„Trauer ist ein Kind der Liebe“
Kräftige StimmeSeine kräftige Stimme hat Hannes Benedetto Pircher nun schon bald 7.000 Mal erhoben – erinnernd und tröstend in Trauerhallen und auf Friedhöfen. Nun sitzt der gefragte Trauerredner mir in Mamas Café in der Wiener Innenstadt gegenüber: ein großer Mann mit eindringlichem Blick und dunkelblondem Wuschelkopf, gediegen gekleidet in Barbour-Jacke und dunklem Pulli, die klassische Aktentasche neben sich. Seine Gestik ist ausdrucksstark, seine Präsenz intensiv. Der gelernte Schauspieler und ehemalige Jesuit ist einer, der Bescheid wissen muss über den Tod – und der, wie sich herausstellt, vor allem viel über das Leben zu erzählen hat.
Herr Pircher, wie sind Sie zu diesem Beruf gekommen?
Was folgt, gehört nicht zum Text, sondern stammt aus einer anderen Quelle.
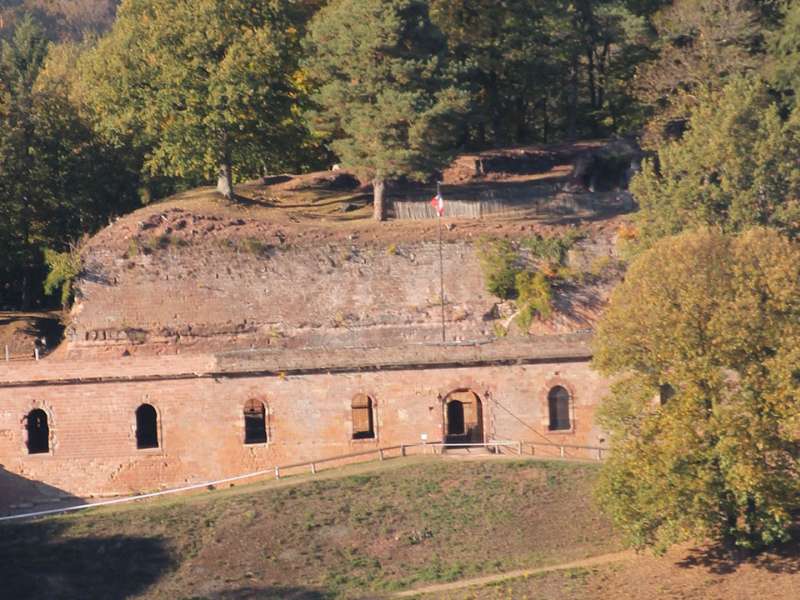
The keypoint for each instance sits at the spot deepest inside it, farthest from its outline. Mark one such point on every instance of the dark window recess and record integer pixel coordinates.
(255, 422)
(558, 403)
(38, 432)
(146, 427)
(455, 418)
(665, 393)
(363, 418)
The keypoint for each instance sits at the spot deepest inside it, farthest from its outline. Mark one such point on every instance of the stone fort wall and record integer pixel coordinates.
(91, 415)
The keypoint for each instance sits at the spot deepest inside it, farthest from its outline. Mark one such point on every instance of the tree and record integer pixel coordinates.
(204, 86)
(703, 43)
(540, 70)
(738, 165)
(383, 94)
(711, 321)
(58, 181)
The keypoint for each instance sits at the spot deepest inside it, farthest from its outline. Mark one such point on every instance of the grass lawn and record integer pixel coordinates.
(363, 531)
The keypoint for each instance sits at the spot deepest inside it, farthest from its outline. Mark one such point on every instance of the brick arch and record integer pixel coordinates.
(364, 417)
(463, 421)
(48, 414)
(255, 415)
(544, 403)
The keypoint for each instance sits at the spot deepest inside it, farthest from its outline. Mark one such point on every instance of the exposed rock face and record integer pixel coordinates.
(179, 281)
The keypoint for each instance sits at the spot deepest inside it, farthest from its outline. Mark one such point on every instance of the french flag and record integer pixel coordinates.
(438, 204)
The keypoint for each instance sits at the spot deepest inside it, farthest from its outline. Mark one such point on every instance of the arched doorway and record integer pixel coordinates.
(463, 418)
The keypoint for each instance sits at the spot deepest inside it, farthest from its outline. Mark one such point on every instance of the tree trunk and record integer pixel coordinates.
(378, 192)
(225, 180)
(572, 100)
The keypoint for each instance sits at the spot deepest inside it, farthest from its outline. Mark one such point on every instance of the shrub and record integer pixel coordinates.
(499, 266)
(64, 268)
(535, 297)
(554, 249)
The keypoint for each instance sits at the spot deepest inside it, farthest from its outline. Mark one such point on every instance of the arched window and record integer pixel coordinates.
(665, 393)
(558, 403)
(363, 417)
(146, 427)
(255, 422)
(38, 432)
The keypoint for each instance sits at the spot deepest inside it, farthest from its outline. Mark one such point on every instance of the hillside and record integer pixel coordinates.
(370, 531)
(363, 531)
(298, 262)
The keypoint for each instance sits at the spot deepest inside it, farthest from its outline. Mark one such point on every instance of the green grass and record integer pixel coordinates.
(368, 531)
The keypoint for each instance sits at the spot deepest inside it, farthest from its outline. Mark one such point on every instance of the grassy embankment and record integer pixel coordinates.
(363, 531)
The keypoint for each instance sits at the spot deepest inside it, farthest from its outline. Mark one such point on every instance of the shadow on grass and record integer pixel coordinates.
(721, 560)
(39, 560)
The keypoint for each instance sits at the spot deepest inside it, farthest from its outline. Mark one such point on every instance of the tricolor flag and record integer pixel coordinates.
(438, 204)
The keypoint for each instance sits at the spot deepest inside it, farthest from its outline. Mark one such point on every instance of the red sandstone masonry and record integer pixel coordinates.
(93, 448)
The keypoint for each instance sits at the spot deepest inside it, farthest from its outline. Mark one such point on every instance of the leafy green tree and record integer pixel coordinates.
(204, 86)
(542, 70)
(57, 179)
(382, 90)
(710, 323)
(738, 165)
(702, 43)
(784, 50)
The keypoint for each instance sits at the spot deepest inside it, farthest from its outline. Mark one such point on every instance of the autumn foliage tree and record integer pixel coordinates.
(206, 87)
(716, 318)
(383, 93)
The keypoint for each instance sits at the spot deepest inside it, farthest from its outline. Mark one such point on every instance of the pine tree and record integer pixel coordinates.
(383, 94)
(738, 165)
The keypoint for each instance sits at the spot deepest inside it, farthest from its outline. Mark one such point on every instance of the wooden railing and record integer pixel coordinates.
(564, 451)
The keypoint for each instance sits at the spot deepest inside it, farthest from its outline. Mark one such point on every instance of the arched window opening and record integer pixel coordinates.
(363, 418)
(146, 427)
(455, 418)
(665, 393)
(255, 422)
(38, 432)
(558, 401)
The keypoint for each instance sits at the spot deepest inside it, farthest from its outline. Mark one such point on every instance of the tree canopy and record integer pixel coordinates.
(382, 90)
(701, 45)
(58, 180)
(204, 86)
(717, 319)
(738, 165)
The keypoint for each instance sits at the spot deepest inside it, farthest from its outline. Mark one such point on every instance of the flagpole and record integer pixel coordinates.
(441, 260)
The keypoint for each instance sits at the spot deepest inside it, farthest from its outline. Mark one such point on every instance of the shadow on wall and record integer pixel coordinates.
(42, 559)
(20, 495)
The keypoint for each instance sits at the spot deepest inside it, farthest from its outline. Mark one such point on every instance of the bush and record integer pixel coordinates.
(554, 249)
(535, 297)
(499, 266)
(64, 268)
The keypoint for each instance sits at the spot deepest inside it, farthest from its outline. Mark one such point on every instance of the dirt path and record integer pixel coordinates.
(465, 583)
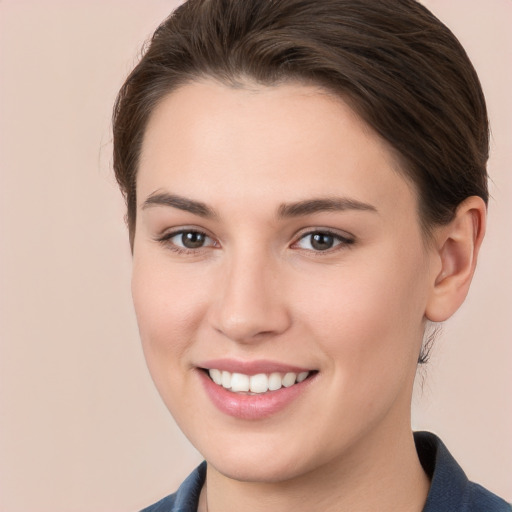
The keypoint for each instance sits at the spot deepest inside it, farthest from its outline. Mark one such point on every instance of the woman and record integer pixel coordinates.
(306, 189)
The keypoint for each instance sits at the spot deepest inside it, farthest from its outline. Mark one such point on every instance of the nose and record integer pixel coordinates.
(251, 303)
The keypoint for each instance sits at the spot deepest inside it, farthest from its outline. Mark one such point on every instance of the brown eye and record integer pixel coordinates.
(192, 239)
(319, 241)
(189, 239)
(322, 241)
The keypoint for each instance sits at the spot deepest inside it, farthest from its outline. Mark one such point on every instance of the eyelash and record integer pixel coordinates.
(166, 241)
(343, 241)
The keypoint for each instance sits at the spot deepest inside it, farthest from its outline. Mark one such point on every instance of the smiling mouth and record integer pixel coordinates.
(256, 384)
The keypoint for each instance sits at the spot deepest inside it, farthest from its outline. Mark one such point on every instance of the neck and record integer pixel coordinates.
(382, 474)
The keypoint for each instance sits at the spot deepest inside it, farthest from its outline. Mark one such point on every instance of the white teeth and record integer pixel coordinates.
(275, 381)
(289, 379)
(260, 383)
(239, 382)
(302, 376)
(216, 376)
(226, 380)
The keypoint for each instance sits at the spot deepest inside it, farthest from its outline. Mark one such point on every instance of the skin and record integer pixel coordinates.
(258, 289)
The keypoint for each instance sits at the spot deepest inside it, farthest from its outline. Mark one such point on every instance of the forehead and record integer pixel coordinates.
(219, 142)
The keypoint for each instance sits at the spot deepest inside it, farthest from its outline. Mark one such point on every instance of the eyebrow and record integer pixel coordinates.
(296, 209)
(179, 202)
(310, 206)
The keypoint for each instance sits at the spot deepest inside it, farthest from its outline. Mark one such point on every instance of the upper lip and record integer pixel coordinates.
(251, 367)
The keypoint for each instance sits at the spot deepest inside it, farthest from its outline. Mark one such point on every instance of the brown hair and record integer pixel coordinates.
(396, 64)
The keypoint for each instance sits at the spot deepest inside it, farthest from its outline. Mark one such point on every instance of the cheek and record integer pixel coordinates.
(369, 316)
(170, 306)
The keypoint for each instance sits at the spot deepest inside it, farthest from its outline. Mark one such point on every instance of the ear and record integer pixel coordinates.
(456, 250)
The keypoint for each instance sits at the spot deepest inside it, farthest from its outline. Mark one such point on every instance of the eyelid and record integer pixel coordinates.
(345, 239)
(165, 239)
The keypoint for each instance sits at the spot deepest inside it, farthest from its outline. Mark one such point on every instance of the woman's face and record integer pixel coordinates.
(275, 236)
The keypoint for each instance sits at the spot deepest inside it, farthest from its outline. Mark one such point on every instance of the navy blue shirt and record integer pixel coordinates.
(450, 489)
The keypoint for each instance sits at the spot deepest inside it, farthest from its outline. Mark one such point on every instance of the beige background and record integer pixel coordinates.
(81, 428)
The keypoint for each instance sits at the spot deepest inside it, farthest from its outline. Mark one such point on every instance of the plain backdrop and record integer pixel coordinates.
(81, 427)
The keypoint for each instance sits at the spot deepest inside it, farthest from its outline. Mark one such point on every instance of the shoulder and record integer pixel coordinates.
(450, 488)
(187, 496)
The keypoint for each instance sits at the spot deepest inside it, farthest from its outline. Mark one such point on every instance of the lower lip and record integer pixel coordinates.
(252, 407)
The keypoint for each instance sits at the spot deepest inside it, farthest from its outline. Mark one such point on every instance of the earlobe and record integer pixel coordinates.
(457, 245)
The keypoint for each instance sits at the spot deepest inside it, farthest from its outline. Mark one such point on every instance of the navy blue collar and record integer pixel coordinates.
(450, 490)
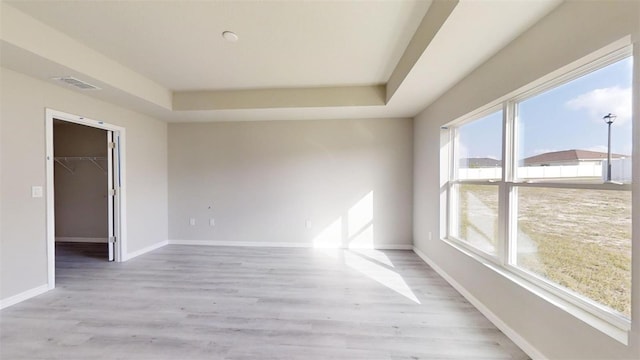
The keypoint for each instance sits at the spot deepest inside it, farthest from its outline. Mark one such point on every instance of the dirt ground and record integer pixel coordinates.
(580, 239)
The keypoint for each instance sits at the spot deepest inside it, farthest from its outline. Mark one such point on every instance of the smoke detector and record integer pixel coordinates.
(70, 80)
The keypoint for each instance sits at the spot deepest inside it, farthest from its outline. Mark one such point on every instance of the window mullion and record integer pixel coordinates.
(505, 198)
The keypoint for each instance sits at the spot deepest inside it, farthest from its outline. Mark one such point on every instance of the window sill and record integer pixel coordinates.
(613, 330)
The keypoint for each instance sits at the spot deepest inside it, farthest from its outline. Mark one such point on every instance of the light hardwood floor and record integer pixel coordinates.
(193, 302)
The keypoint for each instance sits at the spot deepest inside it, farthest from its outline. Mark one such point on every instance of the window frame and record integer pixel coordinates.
(506, 250)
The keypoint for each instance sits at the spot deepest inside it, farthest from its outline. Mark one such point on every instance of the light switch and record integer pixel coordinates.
(36, 191)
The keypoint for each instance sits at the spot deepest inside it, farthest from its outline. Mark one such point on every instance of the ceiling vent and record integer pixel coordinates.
(70, 80)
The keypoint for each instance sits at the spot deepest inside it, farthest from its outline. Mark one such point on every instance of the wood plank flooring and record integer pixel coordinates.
(193, 302)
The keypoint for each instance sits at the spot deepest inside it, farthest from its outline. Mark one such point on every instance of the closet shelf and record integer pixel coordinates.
(64, 160)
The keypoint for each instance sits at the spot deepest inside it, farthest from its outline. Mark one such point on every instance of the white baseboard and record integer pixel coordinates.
(12, 300)
(145, 250)
(81, 239)
(533, 352)
(272, 244)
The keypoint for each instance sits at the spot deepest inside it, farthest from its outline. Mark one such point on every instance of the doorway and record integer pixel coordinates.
(85, 199)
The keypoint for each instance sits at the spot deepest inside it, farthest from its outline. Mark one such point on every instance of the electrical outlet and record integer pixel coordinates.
(36, 191)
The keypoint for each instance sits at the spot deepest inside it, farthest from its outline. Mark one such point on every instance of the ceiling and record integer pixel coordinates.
(293, 59)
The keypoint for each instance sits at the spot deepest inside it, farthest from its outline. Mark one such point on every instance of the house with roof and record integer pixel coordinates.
(569, 157)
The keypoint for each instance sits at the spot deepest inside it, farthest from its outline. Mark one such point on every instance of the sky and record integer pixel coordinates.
(566, 117)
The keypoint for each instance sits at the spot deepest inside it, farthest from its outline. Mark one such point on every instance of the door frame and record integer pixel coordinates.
(119, 217)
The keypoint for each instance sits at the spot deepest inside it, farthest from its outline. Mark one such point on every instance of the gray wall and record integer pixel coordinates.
(574, 30)
(81, 201)
(23, 245)
(263, 180)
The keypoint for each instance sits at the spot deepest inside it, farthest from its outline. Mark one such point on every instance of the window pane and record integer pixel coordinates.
(476, 221)
(479, 148)
(579, 239)
(562, 133)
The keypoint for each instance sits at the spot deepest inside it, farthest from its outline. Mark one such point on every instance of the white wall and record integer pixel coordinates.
(23, 245)
(351, 178)
(574, 30)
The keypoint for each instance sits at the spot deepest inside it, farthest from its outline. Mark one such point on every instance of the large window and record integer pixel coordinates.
(540, 184)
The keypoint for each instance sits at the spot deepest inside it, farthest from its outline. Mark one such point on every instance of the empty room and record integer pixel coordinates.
(388, 179)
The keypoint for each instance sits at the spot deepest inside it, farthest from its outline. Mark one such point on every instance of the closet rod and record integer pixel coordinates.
(94, 160)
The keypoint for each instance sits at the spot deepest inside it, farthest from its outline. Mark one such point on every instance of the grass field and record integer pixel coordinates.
(580, 239)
Hannes Benedetto Pircher: Das hat sich ergeben – nicht als Berufswahl im klassischen Sinn. Ich war mehrere Jahre Jesuit, habe Philosophie und Schauspiel studiert und habe am Theater gespielt. Der Jesuitenorden hat mich in vielem gefördert, was für den Dienst am Menschen relevant ist. Ich bin zwar nicht mehr Jesuit, aber in der Seelsorge im weitesten Sinne geblieben. Es geht ja darum, Menschen in Ausnahmesituationen auf lebensfördernde Weise zu begleiten. Das ist die innere Bewegung, die mich zum Friedhof geführt hat.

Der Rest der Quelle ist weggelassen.